DUYGU KARAHASANOĞLU


DOĞMAK, YAŞAMAK, ÖLMEK

Yalnızlık günümüzün ortak sorunu diye düşünüyorum. Neden mi?


DOĞMAK, YAŞAMAK, ÖLMEK

 

                 Yalnızlık günümüzün ortak sorunu diye düşünüyorum. Neden mi? 

Efendim! Her şey açıkça ortada değil mi?
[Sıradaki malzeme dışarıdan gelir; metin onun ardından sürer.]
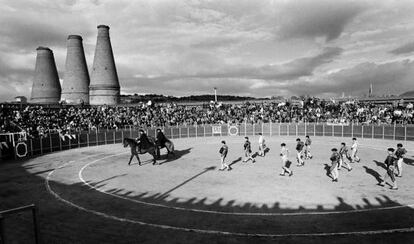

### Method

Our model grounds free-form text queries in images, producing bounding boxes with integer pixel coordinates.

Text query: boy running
[296,138,305,167]
[280,143,293,176]
[243,136,256,163]
[259,133,266,157]
[338,142,352,171]
[395,143,407,177]
[219,141,231,171]
[305,135,313,159]
[379,148,398,190]
[351,137,361,163]
[329,148,341,182]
Kiminle konuşsam yalnızlıktan, dert yanıp, eski günleri hatırlayıp, of çekiyor. 

Durun, durun hemen parlamayın anlatıyorum işte. 
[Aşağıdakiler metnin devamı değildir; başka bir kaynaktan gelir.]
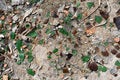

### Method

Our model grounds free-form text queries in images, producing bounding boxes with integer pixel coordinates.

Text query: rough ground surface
[0,0,120,80]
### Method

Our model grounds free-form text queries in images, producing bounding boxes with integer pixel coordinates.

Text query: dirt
[0,0,120,80]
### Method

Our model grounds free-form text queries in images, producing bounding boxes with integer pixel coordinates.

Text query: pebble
[12,15,18,22]
[11,0,25,5]
[88,62,98,71]
[113,16,120,30]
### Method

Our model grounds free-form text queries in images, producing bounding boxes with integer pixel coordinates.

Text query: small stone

Ben, kaç kere yazacağım, önce okumasını öğrenin. 

İletişim çağı dedik, insanlar iletişimsizlikten neredeyse kırılacak. Sohbet ortamları yerini teknolojinin kucağına bırakırken, dostlukları da, yok etti. 

Şimdi, sizi duyar gibi oluyorum. Canım, hemen tepki göstermeyin, sakin, sakin biraz sakin!!! biliyorsunuz, fazla tepki kalbe de iyi gelmez. Sinirler durduk yere harap edilmesin. 

Bugün varız, yarın yokuz. 

Hani, nerede bizden öncekiler? Ya ondan öncekiler? Daha da öncekiler? Ya! hiç biri  bugün aramızda yok. 

Tarih sayfalarımızı karıştırıp,  kimler geldi kimler geçti. Şimdi diyeceksiniz ki, tarih sayfalarından konumuz ne?

Elbette konumuz tarih değil. Konuyu daha fazla dağıtmaya gerek yok. 

Yalnızlık insanın içindedir. Benliğini sarandır. Kalabalık yerlerde bile kendini yalnız hissedenler çoğunlukta.        

                    Hayat, öyle şeyler sunar ki, hiç akla gelmeyen olaylarla karşılaşılır. “Benim başıma gelmez, ben öyle davranmam.” Tüm bu sözler, geçiştirme sözleridir. 

                Padişah, bir gün veziri yanına çağırtarak, “dünyanın gidişatını araştır ve bana bilgi getir.”

Vezir, padişahın buyruğunu alıp yola düşer. Aradan sekiz sene geçer. Vezir, yedi, deve yükü kitapla padişahın huzuruna çıkar. 

Padişah, “bunlar ne? Ben sana dünyanın gidişatı konusunda bilgi getir dedim.” 

Vezir, ıkına sıkına alçak sesle; “hünkarım, bu kitaplarda istediğiniz bilgiler yazılı.”

Padişah; “onları okuyacak zamanım yok. kitapları özetle öyle huzuruma çık” der.

Vezir, “buyruk padişahımındır.”

Vezir, tekrar yola düşer. Aradan üç yıl geçer. Kalın bir kitapla padişahın huzuruna çıkar.  Ancak padişah, ölüm döşeğindedir. 

Vezir, “hünkarım, istediğiniz bilgileri bir kitapta toplattım. Buyurun.” Der.

Padişah; “halimi görüyorsun. O kitabı okuyacak ne ömrüm ne de sağlığım kaldı. Bana üç kelimeyle anlat.”

Vezir, “padişahım. Durumunuzu görüyorum.” Birden susunca padişah zor duyulur sesle; “vezir, zaman kalmadı. Söyle.” Der.

Vezir üzgün bir sesle; “doğdular, yaşadılar, öldüler.”

                      İşte, hayat bu. Ne, diye bu kavgalar? Ne diye bu savaşlar? Dünya kimseye kalmaz, dünyaya ayak basan her fani, vakti saati gelince, dünyadan göçer gider. 

Siz siz olun, dünyanın şatafatlı hayatına aldanmayın.